Je speelt eigenlijk in drie series tegelijk?
“Mijn personage komt in alle drie de series voor, ja. Zo kom ik in de Italiaanse serie verhaal halen bij iemand met wie ik een clash heb in de Duitse serie. Maar alleen in die laatste heb ik een hoofdrol.”

Was het lastig om je op zo’n groot project voor te bereiden?
“Ja, maar vooral omdat ik in sommige scènes Italiaans moest spreken. Dat is echt Swahili voor mij, ik begrijp er geen reet van. Gelukkig zat er een taalcoach op, maar je staat toch anders te spelen als je niet precies doorhebt wat iemand tegen je zegt. Dat Italiaans gaat ook zo ontzettend snel, die gasten gaan helemaal los. Ik moest me er af en toe doorheen bluffen, maar het ziet er goed uit. Ook mijn Frans klinkt wel oké. En Duits spreek ik inmiddels ook aardig, want ik heb al vaker projecten in Duitsland gedaan. Daar zeggen ze trouwens wel dat ik met een Süßer Akzent spreek, ook al doe ik mijn uiterste best alles strak (zet Duits accent op, red.) achter de tanden te houden.”

Ben je een grote voetballiefhebber?
“Nee, helemaal niet. Als er finales zijn, zit ik in het café en kan ik van mijn stoel springen als er een doelpunt gescoord wordt. Maar ik voel me niet thuis in stadions. Ik ben een beetje wars van die hele groepsdynamiek. Als iedereen op hetzelfde moment begint te schreeuwen, ben ik geneigd mijn mond te houden en te kijken hoe iedereen zich gedraagt. Beroepsdeformatie.”

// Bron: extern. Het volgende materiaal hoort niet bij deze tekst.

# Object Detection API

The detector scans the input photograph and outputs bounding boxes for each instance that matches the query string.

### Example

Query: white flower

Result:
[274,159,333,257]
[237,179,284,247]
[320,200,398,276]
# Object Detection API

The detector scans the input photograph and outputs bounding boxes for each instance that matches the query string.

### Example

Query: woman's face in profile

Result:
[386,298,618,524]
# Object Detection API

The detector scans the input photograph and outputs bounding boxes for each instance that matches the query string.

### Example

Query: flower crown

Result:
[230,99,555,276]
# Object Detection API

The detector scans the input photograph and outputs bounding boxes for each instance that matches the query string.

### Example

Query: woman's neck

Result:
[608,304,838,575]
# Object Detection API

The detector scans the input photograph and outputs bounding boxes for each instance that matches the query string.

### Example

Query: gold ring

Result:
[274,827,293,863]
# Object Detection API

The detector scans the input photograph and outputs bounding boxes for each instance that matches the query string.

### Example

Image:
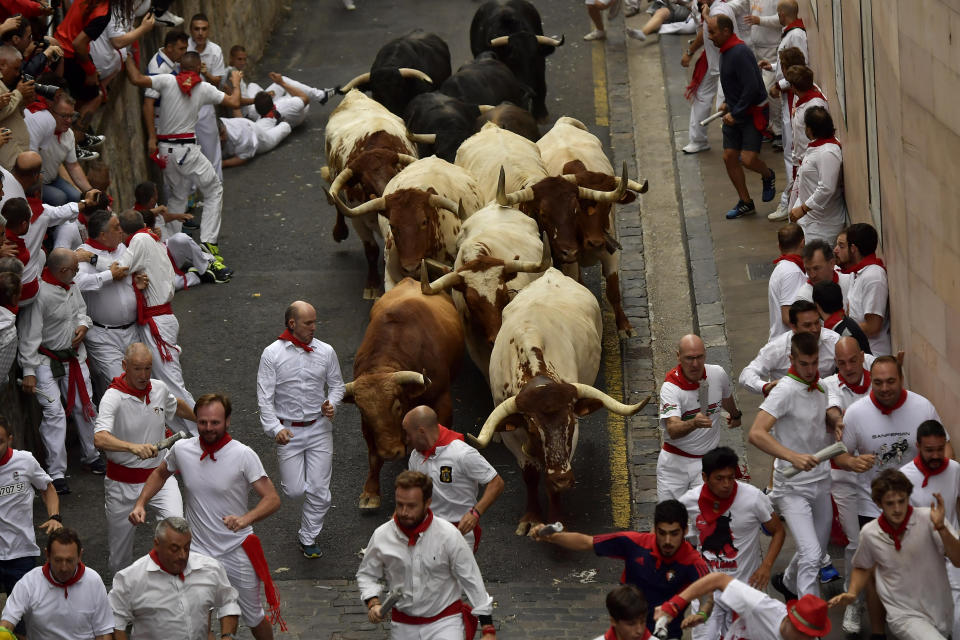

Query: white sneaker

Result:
[767,204,788,221]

Is het toeval dat de serie uitkomt nu het WK in Qatar eraan komt?
“Het land wordt niet benoemd in de serie, maar ik sta wel ergens in de woestijn met emirs te praten. Er was de hele tijd een team van advocaten mee om zeker te weten dat de FIFA geen bezwaar kon maken tegen deze serie en de parallellen die daarin getrokken worden. De voetbalorganisatie in de serie heet de World Football Association. Maar ik denk dat deze serie wel laat zien hoe het mechanisme achter de stemming van een wereldwijde voetbalcompetitie werkt: iedereen heeft evenveel stemrecht, van Frankrijk tot Tonga. In de serie ga ik omkoping niet uit de weg om de stemmen mijn kant op te krijgen.”

Je speelt weer een louche figuur. Wat heb je met zulke rollen?
“Eigenlijk helemaal niets. Het is meer dat mensen me typecasten dan dat ik voor zulke rollen opteer. Bij seizoen vijf van Penoza zag ik er weleens tegenop: daar gaan we weer, een beetje stoer lopen en kwaad kijken. Maar als je eenmaal speelt, met leuke acteurs om je heen, krijg je vleugels. Ik heb net twee films gedraaid waarin ik een andere kant van mezelf laat zien. In de een speel ik een ingetogen priester die de gemeenschap bij elkaar probeert te houden, in de ander een man die zijn zoon verliest aan zelfdoding. Eén grote pan met ongecontroleerde gevoelens.”

Word je nog weleens benaderd door onderwereldfiguren die je herkennen uit Penoza?
“Dat blijft, ja. Hartstikke leuk. Figuren met een enkelband die bij het pompstation op me aflopen om te zeggen dat ze zo van Penoza hebben genoten in de lik. Die ben ik nooit uit de weg gegaan, hoor. Het is een luxe om zo dicht bij je personage te komen. Zo kun je die wat gelaagder maken. En ik vind het altijd prettig om van zulke mensen te horen dat ze mijn rol geloofwaardig vonden. Het zijn rotzakken, maar wel leuke rotzakken.”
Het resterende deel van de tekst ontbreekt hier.